An extraordinarily impressive archaeological site characterises the vast plateau in the shadow of Qlejgħa tal-Baħrija, a remote promontory that has two significant Arabic names – Ras ir-Raħeb and Ras il-Knejjes (Headland of the Churches), suggesting that the ruins had some religious connotation in the Middle Ages. It has been known at least since the late 16th century; and G.F. Abela in his Della Descrittione di Malta (1647), refers to it as Ġebel el Raheb.

Other historians even subscribe to the thesis of second-century (AD) geographer Ptolemy that the Roman remains may relate to Hercules, a great hero in Greek and Roman mythology whose cult was so widespread on the Mediterranean littoral; in fact, one of the most intriguing finds elevated from this site is a minute ivory plaque showing a wild boar, the fourth ‘labour’ of Hercules’ 12 daunting feats.

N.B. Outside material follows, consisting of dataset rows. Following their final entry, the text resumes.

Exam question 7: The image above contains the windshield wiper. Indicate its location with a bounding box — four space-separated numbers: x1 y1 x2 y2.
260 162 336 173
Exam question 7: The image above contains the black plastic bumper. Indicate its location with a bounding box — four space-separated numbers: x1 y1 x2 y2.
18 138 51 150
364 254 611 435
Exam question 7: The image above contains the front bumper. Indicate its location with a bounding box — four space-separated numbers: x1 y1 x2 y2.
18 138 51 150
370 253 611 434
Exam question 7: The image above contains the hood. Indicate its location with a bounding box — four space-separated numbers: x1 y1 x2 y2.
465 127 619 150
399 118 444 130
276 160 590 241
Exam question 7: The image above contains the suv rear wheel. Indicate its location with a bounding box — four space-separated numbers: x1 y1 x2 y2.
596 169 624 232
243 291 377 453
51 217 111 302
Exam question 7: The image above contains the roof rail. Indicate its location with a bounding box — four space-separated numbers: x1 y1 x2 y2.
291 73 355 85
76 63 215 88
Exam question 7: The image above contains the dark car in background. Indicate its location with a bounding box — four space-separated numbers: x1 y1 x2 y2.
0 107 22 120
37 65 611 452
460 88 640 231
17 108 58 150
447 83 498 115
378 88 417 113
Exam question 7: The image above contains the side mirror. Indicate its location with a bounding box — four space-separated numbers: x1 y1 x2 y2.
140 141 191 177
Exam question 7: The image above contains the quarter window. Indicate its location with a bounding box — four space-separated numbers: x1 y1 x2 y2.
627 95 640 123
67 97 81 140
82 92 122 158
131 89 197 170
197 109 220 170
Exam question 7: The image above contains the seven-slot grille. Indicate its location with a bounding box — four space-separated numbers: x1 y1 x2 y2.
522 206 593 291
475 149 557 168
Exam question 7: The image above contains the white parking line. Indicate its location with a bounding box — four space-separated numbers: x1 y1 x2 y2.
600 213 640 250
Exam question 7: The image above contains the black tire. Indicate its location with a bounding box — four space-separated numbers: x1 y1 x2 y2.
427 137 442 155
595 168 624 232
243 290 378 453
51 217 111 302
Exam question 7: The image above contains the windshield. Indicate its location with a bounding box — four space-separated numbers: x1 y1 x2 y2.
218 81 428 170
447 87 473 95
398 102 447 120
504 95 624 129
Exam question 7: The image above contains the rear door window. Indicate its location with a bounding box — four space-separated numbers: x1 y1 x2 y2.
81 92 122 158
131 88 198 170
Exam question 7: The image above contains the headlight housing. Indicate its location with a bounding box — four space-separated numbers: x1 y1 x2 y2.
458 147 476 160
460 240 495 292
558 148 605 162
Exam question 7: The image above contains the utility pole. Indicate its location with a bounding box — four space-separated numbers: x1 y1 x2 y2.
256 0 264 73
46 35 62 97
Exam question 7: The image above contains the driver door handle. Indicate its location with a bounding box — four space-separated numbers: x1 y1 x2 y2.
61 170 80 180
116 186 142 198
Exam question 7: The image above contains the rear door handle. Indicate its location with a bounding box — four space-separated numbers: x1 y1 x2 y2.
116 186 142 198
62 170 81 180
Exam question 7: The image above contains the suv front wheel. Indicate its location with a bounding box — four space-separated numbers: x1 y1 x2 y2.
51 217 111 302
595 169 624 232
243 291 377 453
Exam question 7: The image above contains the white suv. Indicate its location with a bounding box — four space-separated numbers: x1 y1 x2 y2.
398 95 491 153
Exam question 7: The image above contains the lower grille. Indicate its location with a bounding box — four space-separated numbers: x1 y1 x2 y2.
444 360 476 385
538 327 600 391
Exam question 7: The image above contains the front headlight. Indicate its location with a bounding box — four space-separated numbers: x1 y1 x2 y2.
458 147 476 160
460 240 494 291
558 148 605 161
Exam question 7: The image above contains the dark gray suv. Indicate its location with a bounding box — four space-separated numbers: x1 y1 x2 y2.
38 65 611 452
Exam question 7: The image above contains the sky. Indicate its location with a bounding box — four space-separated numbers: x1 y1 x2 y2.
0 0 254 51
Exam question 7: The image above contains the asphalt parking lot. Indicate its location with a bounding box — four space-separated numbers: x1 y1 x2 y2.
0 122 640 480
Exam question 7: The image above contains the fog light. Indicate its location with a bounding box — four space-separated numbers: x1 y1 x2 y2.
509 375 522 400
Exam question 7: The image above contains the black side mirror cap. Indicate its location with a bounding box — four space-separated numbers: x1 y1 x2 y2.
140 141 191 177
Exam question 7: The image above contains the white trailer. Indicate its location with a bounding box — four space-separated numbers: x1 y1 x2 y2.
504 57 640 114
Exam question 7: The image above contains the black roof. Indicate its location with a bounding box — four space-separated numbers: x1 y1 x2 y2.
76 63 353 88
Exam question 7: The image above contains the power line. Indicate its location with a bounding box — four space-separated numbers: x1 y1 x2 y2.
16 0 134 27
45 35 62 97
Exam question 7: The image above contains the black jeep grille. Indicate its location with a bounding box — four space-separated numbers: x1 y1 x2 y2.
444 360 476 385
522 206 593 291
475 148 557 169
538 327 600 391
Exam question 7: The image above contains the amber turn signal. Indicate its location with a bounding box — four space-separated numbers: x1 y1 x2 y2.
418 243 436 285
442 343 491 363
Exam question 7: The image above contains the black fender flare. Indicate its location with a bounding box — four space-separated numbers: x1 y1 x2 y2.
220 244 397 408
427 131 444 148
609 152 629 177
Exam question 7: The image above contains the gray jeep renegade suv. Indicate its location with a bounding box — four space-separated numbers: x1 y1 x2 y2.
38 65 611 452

To the seasoned rambler, Ras ir-Raħeb offers majestic scenery with panoramic views of the secluded beach below and a distant view of Gozo over the shimmering blue sea as well as the feeling of being among ancient ruins standing in solitary splendour. Unfortunately, accessibility to these two archaeological sites is strictly prohibited even to well-intentioned ramblers and visitors, as they are private property.

Thus, the much vaunted recommendation in the Sustainable Development Plan (2006-2016) that pathways should be opened up, whether private or government-owned, if they lead to areas of scenic beauty or archaeological sites, is just a pipe-dream that has wilted on the Baħrija garigue and gone with the wind on the plateau of Fomm ir-Riħ.

Fomm ir-Riħ Bay defies description; its remote location flanked by historic Ras ir-Raħeb and Ras il-Pellegrin, dominated by Kunċizzjoni Heights, makes it unique in many ways. The geological fault marking the end of the Victoria Lines is just one of the geological phenomena which include sedimentation, erosion, strange rock formations and spectacular cliffs. Its perennial spring leading to the virgin pebbly beach is an added attraction which makes it rich in biodiversity and scenic beauty.

Regrettably, the ancient path, used for centuries by fishermen and hunters from the Ras il-Pellegrin area in the vicinity of a military pillbox that once also marked the spot from where a young rambler fell to his death in the 1950s, was closed in the late 1960s; strong protests and parliamentary interventions were to no avail. Instead, a perilous narrow pathway was carved out of the cliffs on the Baħrija side in the 1980s which is extremely dangerous.

Proper access to this pristine bay is still demanded by the Ramblers Association, resulting in the Lands Department reclaiming vast areas of the foreshore; however, in spite of many meetings and the minister’s direct intervention, accessibility remains hazardous and very dangerous.

The government, through its agencies, fully acknowledges the historical and archaeological importance of these sites. In fact, on April 3, 1998, the Government Gazette reported that the Planning Authority was including in the list of scheduled property in terms of Section 46 of the Development Planning Act 1992, the land surrounding Il-Qlejgħa tal-Baħrija, designated as an area of archaeological importance in terms of Structure Plan policies. The authority has included “Ras ir-Raħeb Punico-Roman remains designated as Class A in terms of Structure Plan Policy ARC 2” as well as Il- Qlejgħa Bronze Age settlement and caves in terms of SPP ARC 2.

The Italian author Umberto Eco, in his seminal book The Name of the Rose (1980), points out that present-day Europe has its roots in the Middle Ages, and Malta is no exception, as we now witness the same scenario in our islands. The 15th century was characterised by the haughtiness and rapacity of a new breed of notables, mainly Spaniards and Sicilians, appointed by King Alphonse V, who utterly ignored his promises after the revolt against Gonsalvo Monroy in 1426 when the Maltese paid a hefty ransom to redeem the island.

Understandably, the Maltese countryside lobby, a motley crowd of starry-eyed idealists but honest citizens with a vision, are losing hope as they struggle in an uneven combat to take on the combined might of some property developers, backed by unlimited funds, resources and a host of guardian angels.

Sadly, an indifferent Parliament is impotently witnessing the rape of our island, with only the occasional cry in the wilderness.